In Book I of Gulliver’s Travels, Gulliver lives in a world where he can be “above it all.” He can afford to be open-minded and generous because most issues don’t really affect him. Although he is, as his name suggests, gullible, it is gullibility that he can get away with.
I stress this point because I think that deliberate naivete is one way that people choose to live with the leaders they favor. They assume that the leader embodies the ideals that they believe in, and they are able to persist in this belief by taking the leader’s words at face value. Their gullibility serves as a shield against disillusion. They simply do not look too hard. They allow themselves to be fooled.
Swift wonderfully uses his story about size disparity to make this point. Gulliver never questions the emperor’s claims that he is the most powerful monarch in the world. In fact, we are treated to a hilarious scene where the “man mountain” prostrates himself before a four-inch figure. Gulliver describes, very matter of factly, the ridiculous games that courtiers must participate in to succeed at court. He reports, seemingly without judgment, the horrendous suffering that emerges in the wars between the Big Endians and the Small Endians (over whether to break an egg at the large or the small end). Although Lilliputians prove to be vicious little creatures, you would never know that from Gulliver’s responses.
And then Swift shows Gulliver becoming a target of that viciousness. He has helped the Lilliputians win a major sea battle against the kingdom of Blefescu. (Essentially he is the ultimate weapon, the nuclear bomb, on the international scene.) But instead of thanking him, the Lilliputians decide that they can use him to make a destroy Blefescu altogether. When he does the principled thing and refuses, they turn on him as a traitor and try to figure out ways, first to kill him and then (magnanimously) merely to blind him. Gullible Gulliver at this point becomes utterly confused. None of the reasoning makes sense to him but, since he has invested in blind acceptance, he is not in a position to critique anything.

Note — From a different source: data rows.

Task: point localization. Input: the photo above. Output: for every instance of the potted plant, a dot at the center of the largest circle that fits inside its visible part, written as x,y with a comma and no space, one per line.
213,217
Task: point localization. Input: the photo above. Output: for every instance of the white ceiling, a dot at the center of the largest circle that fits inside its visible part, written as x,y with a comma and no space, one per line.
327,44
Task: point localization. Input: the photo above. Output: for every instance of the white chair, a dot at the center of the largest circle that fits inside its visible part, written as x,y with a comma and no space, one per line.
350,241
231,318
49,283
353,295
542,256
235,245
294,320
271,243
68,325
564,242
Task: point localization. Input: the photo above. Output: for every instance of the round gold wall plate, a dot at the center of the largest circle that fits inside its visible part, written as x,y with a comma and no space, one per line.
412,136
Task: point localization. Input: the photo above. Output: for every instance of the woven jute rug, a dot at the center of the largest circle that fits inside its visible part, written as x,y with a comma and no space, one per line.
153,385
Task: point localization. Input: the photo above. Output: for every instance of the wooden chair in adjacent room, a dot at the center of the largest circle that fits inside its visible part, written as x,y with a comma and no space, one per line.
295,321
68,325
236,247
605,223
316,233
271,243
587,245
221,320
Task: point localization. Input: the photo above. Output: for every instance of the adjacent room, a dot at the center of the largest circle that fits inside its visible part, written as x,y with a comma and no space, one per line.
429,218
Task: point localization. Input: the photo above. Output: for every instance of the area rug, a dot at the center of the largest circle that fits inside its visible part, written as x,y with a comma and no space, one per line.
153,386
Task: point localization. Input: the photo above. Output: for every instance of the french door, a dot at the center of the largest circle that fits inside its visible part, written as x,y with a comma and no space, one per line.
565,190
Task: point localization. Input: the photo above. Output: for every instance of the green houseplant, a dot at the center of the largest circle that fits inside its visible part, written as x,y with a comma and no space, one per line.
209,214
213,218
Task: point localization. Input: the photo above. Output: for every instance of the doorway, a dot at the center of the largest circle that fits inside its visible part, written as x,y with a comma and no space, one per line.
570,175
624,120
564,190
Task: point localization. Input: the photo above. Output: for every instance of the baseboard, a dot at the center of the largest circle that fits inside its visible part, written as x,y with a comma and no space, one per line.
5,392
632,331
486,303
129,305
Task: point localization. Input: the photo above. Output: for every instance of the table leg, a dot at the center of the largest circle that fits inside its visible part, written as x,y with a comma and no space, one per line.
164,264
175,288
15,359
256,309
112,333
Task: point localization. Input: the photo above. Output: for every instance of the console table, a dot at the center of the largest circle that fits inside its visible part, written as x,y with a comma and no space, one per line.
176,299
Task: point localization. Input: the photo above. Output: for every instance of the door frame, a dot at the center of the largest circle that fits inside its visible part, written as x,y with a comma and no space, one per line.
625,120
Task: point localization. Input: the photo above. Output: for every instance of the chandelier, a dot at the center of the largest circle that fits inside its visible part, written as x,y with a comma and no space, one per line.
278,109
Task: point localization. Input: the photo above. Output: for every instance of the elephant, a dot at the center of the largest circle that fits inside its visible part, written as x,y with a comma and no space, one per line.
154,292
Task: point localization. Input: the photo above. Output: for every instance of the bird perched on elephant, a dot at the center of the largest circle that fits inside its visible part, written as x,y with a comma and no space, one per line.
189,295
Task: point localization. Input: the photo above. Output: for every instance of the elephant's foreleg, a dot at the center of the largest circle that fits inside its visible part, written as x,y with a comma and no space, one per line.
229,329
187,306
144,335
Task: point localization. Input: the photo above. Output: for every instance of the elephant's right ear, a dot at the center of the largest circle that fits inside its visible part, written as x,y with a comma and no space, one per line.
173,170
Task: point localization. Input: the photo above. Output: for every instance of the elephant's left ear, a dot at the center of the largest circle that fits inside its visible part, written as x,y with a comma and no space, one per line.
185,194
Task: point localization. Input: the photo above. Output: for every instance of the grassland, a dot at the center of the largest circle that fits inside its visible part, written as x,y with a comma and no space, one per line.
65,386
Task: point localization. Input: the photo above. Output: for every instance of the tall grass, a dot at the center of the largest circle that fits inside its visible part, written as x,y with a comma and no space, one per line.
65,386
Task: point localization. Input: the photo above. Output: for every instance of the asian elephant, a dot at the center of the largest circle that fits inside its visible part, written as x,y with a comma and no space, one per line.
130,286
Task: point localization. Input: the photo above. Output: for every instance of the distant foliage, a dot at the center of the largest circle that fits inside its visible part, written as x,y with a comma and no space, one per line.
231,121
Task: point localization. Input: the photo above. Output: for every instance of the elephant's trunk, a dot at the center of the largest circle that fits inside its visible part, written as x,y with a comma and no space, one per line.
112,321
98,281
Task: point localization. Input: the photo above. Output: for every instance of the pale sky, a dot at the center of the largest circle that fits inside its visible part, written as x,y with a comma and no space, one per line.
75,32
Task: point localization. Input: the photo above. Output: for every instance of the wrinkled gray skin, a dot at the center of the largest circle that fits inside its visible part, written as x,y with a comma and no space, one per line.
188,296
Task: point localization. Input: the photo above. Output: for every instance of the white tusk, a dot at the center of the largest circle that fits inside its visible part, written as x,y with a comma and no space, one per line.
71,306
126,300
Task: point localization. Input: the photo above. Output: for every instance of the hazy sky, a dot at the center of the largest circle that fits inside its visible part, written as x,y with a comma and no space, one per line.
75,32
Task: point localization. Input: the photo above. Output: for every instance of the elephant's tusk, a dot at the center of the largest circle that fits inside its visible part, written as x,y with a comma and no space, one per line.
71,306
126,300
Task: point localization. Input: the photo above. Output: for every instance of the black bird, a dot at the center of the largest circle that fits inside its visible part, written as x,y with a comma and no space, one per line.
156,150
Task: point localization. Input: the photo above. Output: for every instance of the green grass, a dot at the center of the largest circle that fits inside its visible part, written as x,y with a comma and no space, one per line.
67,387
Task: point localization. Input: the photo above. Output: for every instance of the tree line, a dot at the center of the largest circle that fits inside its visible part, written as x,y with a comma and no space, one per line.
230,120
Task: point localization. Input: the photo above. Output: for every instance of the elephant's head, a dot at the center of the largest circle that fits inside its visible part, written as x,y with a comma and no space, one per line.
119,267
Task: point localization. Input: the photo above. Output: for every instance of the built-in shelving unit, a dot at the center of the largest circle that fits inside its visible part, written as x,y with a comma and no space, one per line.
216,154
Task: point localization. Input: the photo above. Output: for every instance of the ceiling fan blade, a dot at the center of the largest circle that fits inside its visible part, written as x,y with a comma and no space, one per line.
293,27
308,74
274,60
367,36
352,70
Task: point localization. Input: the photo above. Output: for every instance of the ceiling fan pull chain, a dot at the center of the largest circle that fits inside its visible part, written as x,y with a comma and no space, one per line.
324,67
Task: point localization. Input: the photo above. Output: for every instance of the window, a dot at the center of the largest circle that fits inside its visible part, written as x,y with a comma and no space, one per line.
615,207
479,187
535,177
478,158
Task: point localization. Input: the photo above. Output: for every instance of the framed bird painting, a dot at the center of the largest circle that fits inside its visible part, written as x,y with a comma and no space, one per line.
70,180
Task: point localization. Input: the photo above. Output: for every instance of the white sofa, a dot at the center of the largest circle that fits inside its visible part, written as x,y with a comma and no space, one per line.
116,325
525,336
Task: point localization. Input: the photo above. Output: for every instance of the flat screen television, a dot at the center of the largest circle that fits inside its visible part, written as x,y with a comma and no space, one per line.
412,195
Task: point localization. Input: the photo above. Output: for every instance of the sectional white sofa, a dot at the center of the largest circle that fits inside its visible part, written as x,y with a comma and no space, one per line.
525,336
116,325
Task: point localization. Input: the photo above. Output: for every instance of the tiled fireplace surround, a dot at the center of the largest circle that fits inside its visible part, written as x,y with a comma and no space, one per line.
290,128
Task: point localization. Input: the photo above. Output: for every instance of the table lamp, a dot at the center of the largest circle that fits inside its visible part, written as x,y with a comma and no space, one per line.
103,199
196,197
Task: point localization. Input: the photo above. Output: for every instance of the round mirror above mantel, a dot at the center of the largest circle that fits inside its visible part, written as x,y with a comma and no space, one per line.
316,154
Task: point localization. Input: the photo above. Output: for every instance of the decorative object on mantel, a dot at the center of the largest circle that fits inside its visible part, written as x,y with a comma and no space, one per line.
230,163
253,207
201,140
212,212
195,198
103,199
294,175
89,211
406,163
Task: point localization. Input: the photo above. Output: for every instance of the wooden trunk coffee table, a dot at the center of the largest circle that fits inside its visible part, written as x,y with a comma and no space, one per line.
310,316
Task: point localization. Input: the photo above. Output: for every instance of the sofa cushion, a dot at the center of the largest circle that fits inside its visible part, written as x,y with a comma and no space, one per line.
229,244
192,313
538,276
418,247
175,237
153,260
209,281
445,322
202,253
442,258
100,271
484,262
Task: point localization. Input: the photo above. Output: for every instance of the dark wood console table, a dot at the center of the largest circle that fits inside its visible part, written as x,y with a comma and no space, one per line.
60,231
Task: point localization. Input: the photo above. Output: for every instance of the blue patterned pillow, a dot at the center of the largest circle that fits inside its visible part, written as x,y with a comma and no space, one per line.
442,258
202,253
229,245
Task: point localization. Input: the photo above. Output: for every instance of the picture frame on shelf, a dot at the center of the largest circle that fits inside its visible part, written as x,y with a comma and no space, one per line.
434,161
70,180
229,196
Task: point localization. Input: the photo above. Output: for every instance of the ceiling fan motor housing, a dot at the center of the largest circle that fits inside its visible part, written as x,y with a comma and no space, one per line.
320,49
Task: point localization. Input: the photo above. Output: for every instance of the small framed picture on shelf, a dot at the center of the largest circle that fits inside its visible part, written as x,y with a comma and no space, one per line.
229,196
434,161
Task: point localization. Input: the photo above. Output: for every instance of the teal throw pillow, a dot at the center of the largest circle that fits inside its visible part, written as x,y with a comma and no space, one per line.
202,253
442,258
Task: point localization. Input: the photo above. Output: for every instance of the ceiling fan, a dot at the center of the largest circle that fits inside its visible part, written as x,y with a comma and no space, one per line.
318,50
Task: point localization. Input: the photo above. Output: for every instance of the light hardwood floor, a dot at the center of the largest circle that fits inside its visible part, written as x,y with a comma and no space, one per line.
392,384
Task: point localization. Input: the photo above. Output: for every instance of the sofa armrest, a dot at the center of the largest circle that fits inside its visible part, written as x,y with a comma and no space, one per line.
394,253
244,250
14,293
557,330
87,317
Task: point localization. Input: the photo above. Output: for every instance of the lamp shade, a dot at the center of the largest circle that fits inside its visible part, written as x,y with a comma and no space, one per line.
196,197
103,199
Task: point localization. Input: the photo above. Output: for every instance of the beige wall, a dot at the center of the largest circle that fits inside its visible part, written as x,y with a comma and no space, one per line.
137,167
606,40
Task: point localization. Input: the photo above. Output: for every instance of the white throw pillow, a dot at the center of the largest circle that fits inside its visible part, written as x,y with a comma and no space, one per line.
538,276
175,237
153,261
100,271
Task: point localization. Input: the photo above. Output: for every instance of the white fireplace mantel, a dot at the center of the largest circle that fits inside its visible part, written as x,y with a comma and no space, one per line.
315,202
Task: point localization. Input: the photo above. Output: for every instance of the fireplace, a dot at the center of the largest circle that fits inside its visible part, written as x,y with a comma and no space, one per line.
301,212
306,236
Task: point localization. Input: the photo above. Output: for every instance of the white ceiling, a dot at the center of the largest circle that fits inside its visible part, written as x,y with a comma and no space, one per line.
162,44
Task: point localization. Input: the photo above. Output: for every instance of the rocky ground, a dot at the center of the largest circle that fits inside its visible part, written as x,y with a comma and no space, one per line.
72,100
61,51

What does he do? He runs away. This is one of the illusions of the disillusioned believer: when things don’t go our way, we fantasize about leaving. (It seems almost a ritual response in recent American elections to hear people talk about leaving the United States when it lets them down by electing the other guy. Following Obama’s election the Texas governor even mentioned secession.) It seems easier to have such fantasies than face up to the fact that working for what we believe in can be emotionally tough.
So here is one thing to take from Gulliver’s Travels: don’t hide behind naivete, afraid that your wonderful belief in your leaders and in your country will be shattered if you don’t. When your country deviates from its ideals (as Lilliput has), call it out. Denial won’t help you, nor will fantasies of moving to another country or retreating to a place “outside it all.” If you do, sooner or later their decision will impact you.
Oh, and keep a Swiftian sense of humor in the process. See the Lilliputians, and see human beings (including yourself) as the funny little creatures they/we are. No matter how you idealize yourself, you don’t tower above other people. You are just as small as they are. So laugh at them and laugh at yourself. It’s a way of keeping things in perspective.